Further tightening the prompt spot LNG market was a magnitude 7.4 earthquake, offshore Fukushima in northern Japan late March 16. The earthquake resulted in the shutdown of a dozen coal, gas, and oil-fired power plants, taking out more than 6 GW power generation capacity.
Utilities situated nearby such as Jera and Tohoku Electric purchased multiple late-March and April delivery charges, which impacted spot demand.
According to Japan’s Ministry of Energy, Trade, and Industry, Japanese LNG inventory for power generation from Feb. 6 to 27 has fluctuated between 163 million mt to 182 million mt, compared to 198 million mt in the last four years. The levels went down to 147 million mt to 172 million mt from March 6-27.
Supply in the Asia-Pacific was tight in the first three months following lower production from upstream gas fields such as Pegaga, which resulted in Petronas to exercise downward quantity tolerance to Japanese importers.
Meanwhile, a record heatwave that hit western Australia late-January caused a few trips at various LNG liquefaction facilities, resulting in some production loss and delays in loading for cargoes heading to Northeast Asia.
The conflict between Russia and Ukraine since Feb. 24 further raised prices of European gas and LNG in Asia throughout 2022, as several countries avoided buying Russia-origin LNG in the spot market.
From Feb. 21-24, the JKM/TTF discount was 66 cents/MMBtu $1.569/MMBtu, but the spread widened to a discount of $15.1/MMBtu on March 4. Since then, TTF has been hovering above JKM on most days, with May JKM being assessed at $29,249/MMBtu, or minus $3,806/MMBtu, compared to TTF May.
Activity in LNG and European gas futures contracts cooled down significantly since late February, as higher margin requirements forced participants to curtail trading.
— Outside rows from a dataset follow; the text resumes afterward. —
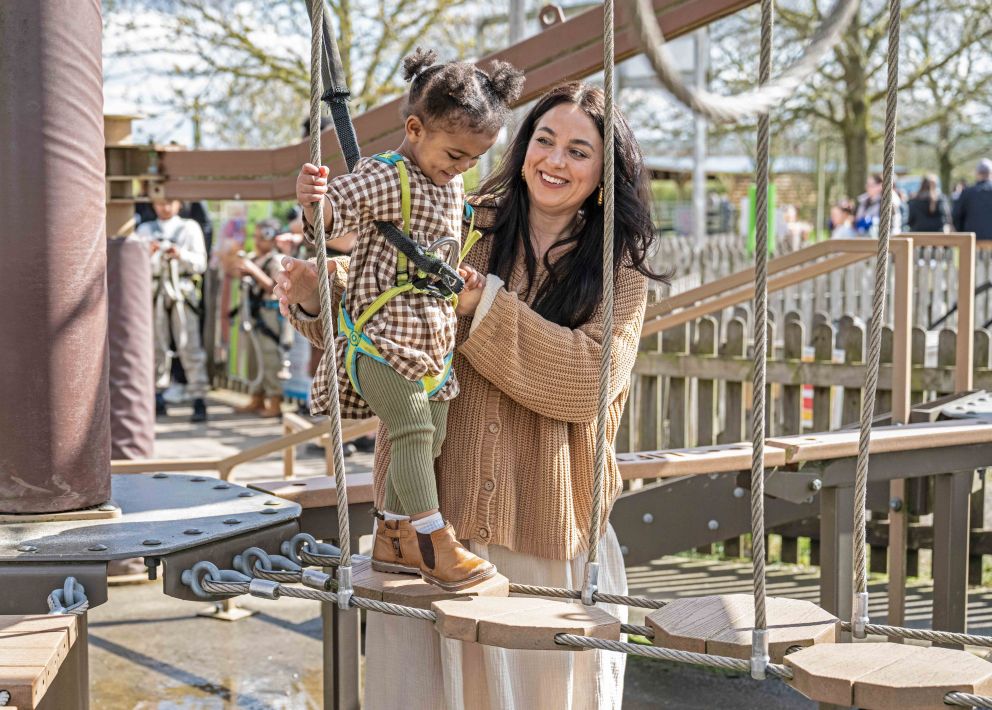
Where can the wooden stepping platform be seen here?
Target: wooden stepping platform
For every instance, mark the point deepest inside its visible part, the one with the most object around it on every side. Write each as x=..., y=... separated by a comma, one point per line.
x=319, y=491
x=408, y=590
x=722, y=625
x=887, y=675
x=692, y=462
x=528, y=623
x=32, y=650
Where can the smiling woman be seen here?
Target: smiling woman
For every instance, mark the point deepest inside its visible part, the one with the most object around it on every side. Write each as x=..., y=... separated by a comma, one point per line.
x=515, y=473
x=556, y=206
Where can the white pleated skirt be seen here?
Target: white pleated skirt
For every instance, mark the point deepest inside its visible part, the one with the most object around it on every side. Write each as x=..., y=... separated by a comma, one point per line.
x=408, y=665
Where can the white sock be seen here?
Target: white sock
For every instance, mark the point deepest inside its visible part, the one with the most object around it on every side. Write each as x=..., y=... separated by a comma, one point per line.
x=386, y=515
x=426, y=526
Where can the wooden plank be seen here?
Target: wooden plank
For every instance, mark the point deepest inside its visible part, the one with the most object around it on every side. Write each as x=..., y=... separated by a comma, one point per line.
x=777, y=283
x=675, y=341
x=669, y=463
x=921, y=679
x=319, y=491
x=705, y=345
x=736, y=414
x=528, y=623
x=823, y=351
x=722, y=625
x=792, y=395
x=844, y=443
x=412, y=591
x=827, y=673
x=578, y=53
x=32, y=651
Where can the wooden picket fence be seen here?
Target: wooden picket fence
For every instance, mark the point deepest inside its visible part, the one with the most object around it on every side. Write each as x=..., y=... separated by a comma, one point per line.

This reduced the ability of companies to hedge effectively and manage risks associated with the recent volatility in global gas markets, industry sources said.
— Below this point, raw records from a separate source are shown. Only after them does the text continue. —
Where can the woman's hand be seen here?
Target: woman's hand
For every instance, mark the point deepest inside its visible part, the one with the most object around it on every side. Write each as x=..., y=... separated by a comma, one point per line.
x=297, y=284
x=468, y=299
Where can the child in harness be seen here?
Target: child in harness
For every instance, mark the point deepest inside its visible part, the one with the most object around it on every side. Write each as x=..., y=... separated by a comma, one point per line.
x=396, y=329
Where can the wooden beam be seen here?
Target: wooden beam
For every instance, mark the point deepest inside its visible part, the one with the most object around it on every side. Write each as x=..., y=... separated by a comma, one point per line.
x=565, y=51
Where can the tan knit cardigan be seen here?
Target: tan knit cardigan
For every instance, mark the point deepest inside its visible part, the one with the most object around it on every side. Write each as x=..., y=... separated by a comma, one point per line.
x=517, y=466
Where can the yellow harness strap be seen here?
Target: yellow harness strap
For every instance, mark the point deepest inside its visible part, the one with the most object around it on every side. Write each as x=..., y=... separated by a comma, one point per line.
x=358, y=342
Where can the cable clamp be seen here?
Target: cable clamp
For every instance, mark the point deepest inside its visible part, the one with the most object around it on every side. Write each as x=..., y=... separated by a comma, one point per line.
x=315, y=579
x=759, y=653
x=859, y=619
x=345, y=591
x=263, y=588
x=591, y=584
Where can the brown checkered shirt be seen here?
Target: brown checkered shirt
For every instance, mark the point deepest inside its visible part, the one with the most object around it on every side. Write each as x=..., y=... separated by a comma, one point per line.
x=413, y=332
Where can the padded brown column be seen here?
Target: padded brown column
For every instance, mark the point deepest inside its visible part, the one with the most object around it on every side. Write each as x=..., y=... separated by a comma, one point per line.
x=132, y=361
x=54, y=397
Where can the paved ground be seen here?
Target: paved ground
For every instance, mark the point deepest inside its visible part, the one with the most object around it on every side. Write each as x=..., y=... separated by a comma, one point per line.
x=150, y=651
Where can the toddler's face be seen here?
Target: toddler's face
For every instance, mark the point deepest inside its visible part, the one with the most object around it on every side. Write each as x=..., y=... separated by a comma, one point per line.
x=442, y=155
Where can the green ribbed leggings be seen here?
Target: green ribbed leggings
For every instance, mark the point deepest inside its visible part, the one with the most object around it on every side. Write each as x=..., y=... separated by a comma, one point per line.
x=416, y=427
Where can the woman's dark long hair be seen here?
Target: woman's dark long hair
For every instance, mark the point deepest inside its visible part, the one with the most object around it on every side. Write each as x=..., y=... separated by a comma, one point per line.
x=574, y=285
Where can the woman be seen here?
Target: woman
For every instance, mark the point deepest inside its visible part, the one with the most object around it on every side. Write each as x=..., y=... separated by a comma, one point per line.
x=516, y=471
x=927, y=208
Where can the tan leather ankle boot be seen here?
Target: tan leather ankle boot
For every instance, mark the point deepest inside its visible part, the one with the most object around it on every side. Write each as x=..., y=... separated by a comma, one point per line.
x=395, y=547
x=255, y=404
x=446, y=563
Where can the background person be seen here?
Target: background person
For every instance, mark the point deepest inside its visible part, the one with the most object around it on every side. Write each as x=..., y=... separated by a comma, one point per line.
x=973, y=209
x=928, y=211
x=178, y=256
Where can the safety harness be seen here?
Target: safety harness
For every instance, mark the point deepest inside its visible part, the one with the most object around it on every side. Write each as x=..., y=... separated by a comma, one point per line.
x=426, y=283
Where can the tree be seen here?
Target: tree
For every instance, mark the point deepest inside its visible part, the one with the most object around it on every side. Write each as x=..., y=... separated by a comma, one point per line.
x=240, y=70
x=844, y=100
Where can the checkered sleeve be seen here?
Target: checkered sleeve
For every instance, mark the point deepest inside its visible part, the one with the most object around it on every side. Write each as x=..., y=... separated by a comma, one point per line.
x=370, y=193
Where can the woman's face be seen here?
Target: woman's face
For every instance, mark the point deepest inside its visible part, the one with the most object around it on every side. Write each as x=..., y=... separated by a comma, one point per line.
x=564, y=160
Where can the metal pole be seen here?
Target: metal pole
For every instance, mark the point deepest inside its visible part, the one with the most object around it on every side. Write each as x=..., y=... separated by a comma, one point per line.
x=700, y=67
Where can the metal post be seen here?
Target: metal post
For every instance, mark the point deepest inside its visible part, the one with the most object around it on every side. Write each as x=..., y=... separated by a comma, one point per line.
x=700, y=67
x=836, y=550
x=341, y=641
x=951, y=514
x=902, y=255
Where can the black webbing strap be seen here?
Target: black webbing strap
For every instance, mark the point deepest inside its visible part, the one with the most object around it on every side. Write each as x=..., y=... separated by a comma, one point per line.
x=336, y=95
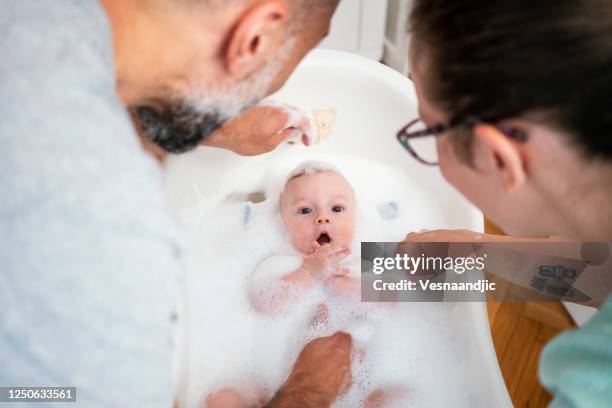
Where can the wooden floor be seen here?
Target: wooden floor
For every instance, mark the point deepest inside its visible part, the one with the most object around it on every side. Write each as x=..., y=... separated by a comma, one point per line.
x=520, y=330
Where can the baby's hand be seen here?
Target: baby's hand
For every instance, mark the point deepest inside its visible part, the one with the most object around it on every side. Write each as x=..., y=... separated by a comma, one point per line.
x=323, y=261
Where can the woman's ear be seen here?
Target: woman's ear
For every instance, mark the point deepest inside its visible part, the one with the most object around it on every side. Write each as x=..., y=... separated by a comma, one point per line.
x=494, y=152
x=256, y=37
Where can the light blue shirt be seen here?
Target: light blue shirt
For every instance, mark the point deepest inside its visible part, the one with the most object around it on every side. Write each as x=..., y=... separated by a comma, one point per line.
x=577, y=365
x=88, y=259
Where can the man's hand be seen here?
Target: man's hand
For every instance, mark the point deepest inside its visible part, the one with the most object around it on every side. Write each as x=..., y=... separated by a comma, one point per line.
x=262, y=128
x=321, y=372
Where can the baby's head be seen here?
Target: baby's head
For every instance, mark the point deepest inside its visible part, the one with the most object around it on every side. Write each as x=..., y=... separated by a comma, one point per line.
x=318, y=204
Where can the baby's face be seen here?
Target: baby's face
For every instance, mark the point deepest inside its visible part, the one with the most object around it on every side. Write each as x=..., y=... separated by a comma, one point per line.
x=318, y=207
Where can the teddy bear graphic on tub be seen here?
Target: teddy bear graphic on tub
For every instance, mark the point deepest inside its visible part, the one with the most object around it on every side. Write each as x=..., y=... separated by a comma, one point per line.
x=324, y=119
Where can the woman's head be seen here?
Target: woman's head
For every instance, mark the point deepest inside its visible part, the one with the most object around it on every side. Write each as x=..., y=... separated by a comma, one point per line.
x=542, y=67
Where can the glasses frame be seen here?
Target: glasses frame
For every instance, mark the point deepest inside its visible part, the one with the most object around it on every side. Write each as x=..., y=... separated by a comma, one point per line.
x=404, y=135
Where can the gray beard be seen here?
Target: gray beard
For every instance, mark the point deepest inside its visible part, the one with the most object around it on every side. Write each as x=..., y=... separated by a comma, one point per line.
x=189, y=121
x=179, y=128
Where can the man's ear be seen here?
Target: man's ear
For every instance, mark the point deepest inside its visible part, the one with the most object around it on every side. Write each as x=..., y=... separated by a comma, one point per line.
x=496, y=152
x=256, y=36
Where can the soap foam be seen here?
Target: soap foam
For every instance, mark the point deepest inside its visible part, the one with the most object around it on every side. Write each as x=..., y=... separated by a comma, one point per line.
x=230, y=344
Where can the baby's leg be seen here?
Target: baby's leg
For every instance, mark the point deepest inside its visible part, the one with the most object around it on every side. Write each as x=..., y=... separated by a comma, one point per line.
x=229, y=397
x=225, y=398
x=389, y=394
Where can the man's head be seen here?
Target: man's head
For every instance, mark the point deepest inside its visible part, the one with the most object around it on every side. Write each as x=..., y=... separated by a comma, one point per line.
x=318, y=204
x=187, y=66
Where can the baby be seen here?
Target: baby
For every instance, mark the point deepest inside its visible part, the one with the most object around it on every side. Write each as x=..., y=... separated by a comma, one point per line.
x=318, y=210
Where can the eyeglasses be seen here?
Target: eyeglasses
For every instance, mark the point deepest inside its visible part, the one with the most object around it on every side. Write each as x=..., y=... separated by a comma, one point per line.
x=413, y=136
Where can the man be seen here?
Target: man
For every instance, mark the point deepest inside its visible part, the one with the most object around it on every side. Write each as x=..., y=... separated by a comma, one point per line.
x=89, y=258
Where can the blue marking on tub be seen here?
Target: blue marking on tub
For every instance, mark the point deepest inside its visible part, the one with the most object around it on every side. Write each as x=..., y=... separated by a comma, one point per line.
x=246, y=213
x=388, y=210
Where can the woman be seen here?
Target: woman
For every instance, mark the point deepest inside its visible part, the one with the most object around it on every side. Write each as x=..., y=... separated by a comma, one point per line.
x=518, y=95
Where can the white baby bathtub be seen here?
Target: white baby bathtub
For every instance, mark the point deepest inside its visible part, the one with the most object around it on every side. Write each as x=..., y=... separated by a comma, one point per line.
x=371, y=102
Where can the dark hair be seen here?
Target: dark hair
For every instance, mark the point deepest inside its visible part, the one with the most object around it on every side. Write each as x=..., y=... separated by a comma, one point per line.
x=548, y=59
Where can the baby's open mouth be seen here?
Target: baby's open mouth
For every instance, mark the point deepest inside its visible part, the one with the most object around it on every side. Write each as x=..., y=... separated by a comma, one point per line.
x=324, y=239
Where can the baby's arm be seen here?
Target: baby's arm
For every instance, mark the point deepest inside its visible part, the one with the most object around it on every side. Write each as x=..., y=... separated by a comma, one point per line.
x=272, y=290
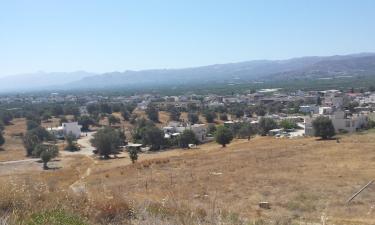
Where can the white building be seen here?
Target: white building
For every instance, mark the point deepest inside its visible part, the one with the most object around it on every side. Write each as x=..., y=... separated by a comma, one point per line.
x=174, y=128
x=309, y=109
x=71, y=128
x=342, y=121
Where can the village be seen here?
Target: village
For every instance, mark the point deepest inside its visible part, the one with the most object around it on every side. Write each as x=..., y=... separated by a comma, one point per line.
x=348, y=111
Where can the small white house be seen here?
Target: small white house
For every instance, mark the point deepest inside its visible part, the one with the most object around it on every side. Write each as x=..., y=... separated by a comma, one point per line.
x=71, y=128
x=341, y=121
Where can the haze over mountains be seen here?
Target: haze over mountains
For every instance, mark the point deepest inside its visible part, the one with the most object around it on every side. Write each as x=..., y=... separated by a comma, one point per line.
x=259, y=70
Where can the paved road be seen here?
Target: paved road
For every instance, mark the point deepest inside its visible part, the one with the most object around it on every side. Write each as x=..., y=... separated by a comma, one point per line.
x=18, y=161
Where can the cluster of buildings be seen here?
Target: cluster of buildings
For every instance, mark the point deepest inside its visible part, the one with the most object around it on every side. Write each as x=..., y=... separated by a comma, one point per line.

The volume of JKM LNG contracts cleared on ICE in January, February, and March averaged 80,408 lots, 68,334 lots, and 65,137 lots, respectively compared to 91,571 lots, 62,295 lots, and 79,804 lots in 2021, respectively, for the same months, according to the exchange data.
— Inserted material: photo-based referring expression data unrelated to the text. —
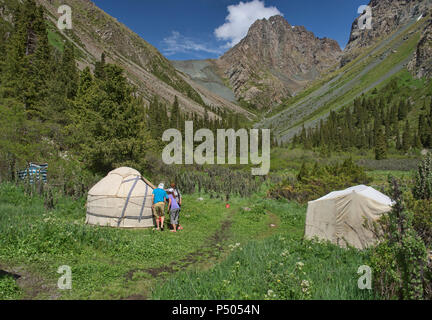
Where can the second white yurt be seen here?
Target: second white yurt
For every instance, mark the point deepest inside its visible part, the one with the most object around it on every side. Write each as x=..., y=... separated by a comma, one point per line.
x=122, y=199
x=347, y=217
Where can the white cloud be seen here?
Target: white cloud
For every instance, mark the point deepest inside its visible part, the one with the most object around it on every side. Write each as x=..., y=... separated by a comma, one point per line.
x=240, y=18
x=178, y=43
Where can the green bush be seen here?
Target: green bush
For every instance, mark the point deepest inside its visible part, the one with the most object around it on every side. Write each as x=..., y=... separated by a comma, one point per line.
x=400, y=261
x=9, y=290
x=313, y=183
x=423, y=180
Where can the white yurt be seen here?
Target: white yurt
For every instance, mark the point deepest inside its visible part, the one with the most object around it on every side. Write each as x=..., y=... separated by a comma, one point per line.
x=347, y=217
x=122, y=199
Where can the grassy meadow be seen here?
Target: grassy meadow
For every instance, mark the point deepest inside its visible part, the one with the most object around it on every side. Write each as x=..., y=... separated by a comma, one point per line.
x=252, y=250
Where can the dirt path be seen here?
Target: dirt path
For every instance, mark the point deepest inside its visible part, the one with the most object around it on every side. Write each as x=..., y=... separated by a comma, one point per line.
x=211, y=249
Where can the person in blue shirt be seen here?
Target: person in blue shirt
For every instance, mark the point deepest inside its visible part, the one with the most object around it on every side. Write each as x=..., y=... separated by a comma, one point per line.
x=159, y=196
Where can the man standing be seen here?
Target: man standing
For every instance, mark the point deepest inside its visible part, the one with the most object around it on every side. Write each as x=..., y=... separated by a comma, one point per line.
x=159, y=196
x=178, y=198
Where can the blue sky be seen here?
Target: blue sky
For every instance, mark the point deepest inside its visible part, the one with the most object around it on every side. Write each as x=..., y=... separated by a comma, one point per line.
x=199, y=29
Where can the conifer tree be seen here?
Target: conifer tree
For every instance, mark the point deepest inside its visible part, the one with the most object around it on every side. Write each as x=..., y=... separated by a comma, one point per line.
x=407, y=137
x=380, y=146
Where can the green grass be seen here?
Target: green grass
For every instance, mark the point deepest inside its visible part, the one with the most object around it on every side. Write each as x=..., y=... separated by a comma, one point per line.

In January, February and March, a total of 44, 27, and 17 bids, offers, and trades were posted during the Asian physical MOC process — significantly lower compared to 50, 63, and 55 bids, offers, and trades posted in the corresponding months last year. All bids, offers, and trades reported in Q1 2022 were either JKM-linked or TTF-linked.
In comparison, 123 out of a total of 165 bids, offers, and trades reported during the physical MOC process were fixed price for Q1 2021.
A similar trend was observed in the bilateral market, with most reported trades concluded linked to a price benchmark. But there was still some resistance from state-owned importers in India, Pakistan and Thailand who continued to issue buy-tenders that requested offers to be made on a flat price basis. Sellers said that participation in such tenders was limited by the daily market price volatility and long periods validity attached to offers.
For the derivatives MOC process, a total of 215 bids, offers, and trades were reported for January, while 194 bids, offers, and traders were reported a month later in February. For March, there were 72 bids and offers reported for the derivatives MOC process.